Pascal Derungs für die Online-Zeitung INFOsperber
Die meisten Länder Afrikas sind von einer massiven Schuldenkrise betroffen. In der «New York Times» dokumentierte Francis Kokoroko, Journalist und Fotograf, am 18. September 2023 die Misere am Beispiel Ghanas, das kürzlich noch als wirtschaftliches Vorzeigeland gehandelt wurde, mittlerweile aber als bankrott gilt. Die Regierung hat sich an den Internationalen Währungsfonds gewandt und um finanzielle Rettung gebeten, zum 17. Mal seit 1957.
Ghana ist erneut in die Zahlungsunfähigkeit gerutscht
Kokoroko skizziert die ghanaische Schuldenkrise anhand von diversen Daten und Beispielen:
- 2022 machten die Schuldzinszahlungen mehr als 70 Prozent der Staatseinnahmen Ghanas aus,
- Ende 2022 schuldete die Regierung ausländischen Gläubigern und einheimischen Kreditgebern (darunter Bauunternehmen und Stromerzeuger) 63,3 Milliarden US-Dollar,
- Lehramtsstudierende haben seit Juli keine Lohnzahlungen erhalten,
- die Inflation hat sowohl die Kaufkraft als auch den Wert der Ersparnisse halbiert,
- die Bank of Ghana hat den Referenzzinssatz auf 30 Prozent erhöht,
- die Kredit-Ausfallrate im Sektor der KMUs ist von 30 auf 70 Prozent gestiegen.
Diese Liste lasse sich fast endlos erweitern, die Regierung von Präsident Nana Akufo-Addo sei im Grunde bankrott, bilanziert der Journalist. Sie habe keine andere Wahl gehabt, als einem Darlehen des Internationalen Währungsfonds IWF in Höhe von 3 Milliarden Dollar zuzustimmen.
Immer wieder kurzsichtige Rettungspläne
Im NYT-Artikel wird Tsidi M. Tsikata zitiert, der drei Jahrzehnte lang Abteilungsleiter des IWF-Fonds war. Er sagt, dass der aktuelle Rettungsplan für Ghana zwar die wichtigsten Probleme angehe. Das hätten aber auch die vorherigen Kreditprogramme getan, und trotzdem habe es immer wieder neue Krisen gegeben. Das letzte Mal habe sich Ghana 2015 an den Fonds gewandt. Innerhalb von drei Jahren sei das Land auf dem Weg gewesen, den Kredit zurückzuzahlen. Es habe zu den am schnellsten wachsenden Volkswirtschaften der Welt gehört, sei Vorbild gewesen für den Rest Afrikas. Die landwirtschaftliche Produktion und die wichtigsten Exporte – Kakao, Öl und Gold – seien gestiegen. Das Land habe in Infrastruktur und Bildung investieren können.

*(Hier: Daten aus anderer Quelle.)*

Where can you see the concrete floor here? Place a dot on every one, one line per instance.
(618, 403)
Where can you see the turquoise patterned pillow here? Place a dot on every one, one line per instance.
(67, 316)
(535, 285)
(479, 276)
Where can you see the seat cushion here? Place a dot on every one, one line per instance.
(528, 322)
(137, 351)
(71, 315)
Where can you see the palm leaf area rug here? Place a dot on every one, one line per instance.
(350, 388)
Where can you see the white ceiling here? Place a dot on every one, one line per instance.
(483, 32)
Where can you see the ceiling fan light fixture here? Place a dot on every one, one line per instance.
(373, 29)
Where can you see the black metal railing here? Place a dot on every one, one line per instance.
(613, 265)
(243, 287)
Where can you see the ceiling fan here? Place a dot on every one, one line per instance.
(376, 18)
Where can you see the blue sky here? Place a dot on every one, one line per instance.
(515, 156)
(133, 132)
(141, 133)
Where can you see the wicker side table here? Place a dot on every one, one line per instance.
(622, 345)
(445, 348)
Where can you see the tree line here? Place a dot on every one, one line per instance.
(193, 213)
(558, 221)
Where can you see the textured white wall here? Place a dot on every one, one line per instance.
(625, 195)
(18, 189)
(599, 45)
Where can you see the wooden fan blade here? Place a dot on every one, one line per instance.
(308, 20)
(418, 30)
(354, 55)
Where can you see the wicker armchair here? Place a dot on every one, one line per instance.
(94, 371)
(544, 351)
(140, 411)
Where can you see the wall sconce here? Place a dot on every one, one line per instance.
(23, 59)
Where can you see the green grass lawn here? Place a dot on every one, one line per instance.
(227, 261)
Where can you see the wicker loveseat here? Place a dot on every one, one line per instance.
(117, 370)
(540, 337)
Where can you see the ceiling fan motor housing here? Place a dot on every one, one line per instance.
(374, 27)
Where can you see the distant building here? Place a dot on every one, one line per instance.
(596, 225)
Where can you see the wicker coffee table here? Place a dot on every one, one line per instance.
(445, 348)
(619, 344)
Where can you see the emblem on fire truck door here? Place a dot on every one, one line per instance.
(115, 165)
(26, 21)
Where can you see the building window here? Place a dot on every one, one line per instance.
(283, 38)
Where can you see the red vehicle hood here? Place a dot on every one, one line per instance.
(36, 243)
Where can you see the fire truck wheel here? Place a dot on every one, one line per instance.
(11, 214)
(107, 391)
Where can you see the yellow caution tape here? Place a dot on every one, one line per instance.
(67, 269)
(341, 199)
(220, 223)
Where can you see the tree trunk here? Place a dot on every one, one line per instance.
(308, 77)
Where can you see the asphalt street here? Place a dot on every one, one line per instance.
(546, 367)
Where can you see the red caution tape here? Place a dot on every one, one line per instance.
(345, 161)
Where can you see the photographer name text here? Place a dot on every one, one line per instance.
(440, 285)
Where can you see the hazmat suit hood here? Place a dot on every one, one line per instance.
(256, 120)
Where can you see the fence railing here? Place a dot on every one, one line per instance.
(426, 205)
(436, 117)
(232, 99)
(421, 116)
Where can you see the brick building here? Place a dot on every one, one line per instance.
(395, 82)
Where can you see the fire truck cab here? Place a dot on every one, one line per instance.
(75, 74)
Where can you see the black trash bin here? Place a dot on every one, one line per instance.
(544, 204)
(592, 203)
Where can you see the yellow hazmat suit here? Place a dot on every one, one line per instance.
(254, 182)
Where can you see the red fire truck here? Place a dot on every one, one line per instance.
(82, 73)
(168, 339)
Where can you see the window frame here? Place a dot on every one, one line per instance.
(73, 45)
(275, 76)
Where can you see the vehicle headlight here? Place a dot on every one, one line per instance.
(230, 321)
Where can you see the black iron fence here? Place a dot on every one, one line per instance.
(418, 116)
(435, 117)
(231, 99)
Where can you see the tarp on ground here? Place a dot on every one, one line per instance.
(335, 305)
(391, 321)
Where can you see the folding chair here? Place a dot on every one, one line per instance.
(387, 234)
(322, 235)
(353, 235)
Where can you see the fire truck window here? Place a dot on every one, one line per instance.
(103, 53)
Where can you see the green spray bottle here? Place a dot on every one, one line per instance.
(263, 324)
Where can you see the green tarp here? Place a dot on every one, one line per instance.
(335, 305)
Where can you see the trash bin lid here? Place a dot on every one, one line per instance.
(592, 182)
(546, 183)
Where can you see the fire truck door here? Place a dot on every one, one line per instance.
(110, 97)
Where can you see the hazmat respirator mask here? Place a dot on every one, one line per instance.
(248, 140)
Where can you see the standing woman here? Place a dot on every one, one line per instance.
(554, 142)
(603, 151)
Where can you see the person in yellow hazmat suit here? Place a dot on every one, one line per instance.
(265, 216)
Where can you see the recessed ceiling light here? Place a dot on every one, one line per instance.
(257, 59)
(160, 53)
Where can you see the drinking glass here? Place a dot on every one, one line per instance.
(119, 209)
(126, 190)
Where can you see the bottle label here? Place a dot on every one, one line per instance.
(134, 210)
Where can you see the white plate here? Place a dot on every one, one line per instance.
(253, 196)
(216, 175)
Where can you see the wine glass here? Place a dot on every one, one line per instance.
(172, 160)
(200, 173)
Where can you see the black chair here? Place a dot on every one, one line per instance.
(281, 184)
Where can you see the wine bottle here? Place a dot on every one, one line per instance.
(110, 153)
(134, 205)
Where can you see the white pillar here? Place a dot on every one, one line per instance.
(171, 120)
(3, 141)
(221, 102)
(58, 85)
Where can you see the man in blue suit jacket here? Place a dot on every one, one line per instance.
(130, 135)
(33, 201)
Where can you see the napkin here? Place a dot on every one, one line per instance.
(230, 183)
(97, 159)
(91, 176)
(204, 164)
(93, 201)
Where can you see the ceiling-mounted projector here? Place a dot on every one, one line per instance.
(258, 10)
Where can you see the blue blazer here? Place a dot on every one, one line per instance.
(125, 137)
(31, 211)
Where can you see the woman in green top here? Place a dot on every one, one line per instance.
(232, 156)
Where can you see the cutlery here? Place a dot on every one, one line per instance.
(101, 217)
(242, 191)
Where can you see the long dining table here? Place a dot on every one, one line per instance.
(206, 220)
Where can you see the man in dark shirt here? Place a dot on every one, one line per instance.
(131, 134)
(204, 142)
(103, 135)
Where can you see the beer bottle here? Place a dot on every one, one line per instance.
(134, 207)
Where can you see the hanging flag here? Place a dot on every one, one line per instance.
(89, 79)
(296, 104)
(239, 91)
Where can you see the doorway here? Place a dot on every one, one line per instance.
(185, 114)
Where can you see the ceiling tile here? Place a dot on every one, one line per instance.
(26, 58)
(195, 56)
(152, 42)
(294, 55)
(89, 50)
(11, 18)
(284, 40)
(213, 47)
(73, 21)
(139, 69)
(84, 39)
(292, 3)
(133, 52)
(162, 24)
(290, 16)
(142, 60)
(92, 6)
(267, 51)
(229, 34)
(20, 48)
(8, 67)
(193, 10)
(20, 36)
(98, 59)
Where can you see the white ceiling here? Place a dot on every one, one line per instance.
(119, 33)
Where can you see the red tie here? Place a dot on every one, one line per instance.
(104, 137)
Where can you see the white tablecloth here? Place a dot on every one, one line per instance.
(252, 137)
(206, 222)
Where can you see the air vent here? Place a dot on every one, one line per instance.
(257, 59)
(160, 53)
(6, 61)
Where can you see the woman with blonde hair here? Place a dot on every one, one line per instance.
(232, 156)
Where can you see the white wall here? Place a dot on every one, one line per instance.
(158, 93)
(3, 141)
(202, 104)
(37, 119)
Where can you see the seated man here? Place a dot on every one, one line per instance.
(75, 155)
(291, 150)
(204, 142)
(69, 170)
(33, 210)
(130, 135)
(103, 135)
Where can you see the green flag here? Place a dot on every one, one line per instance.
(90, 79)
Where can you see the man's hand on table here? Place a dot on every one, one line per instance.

Doch heute sei Accra erneut verzweifelt in Not. Der aktuelle IWF-Darlehensvertrag und die Lieferung einer ersten Rate von 600 Millionen US-Dollar im Mai hätten kurzfristig dazu beigetragen, die Wirtschaft zu stabilisieren, wilde Schwankungen des Währungsniveaus auszugleichen und ein Mindestmass an Vertrauen wiederherzustellen, sagt Tsikata. Die Inflation habe von ihrem Höchststand von 54 Prozent im Januar auf gut 40 Prozent heruntergedrückt werden können. Doch warum, fragt der Analyst rhetorisch, sollte die Rettungsaktion dieses Mal besser funktionieren. Tsidi M. Tsikata macht sich keine Illusionen. Die Chance, dass Ghana in ein paar Jahren nicht wieder in einer ähnlichen Notlage sein werde, beruhe «auf einem Flügel und einem Gebet».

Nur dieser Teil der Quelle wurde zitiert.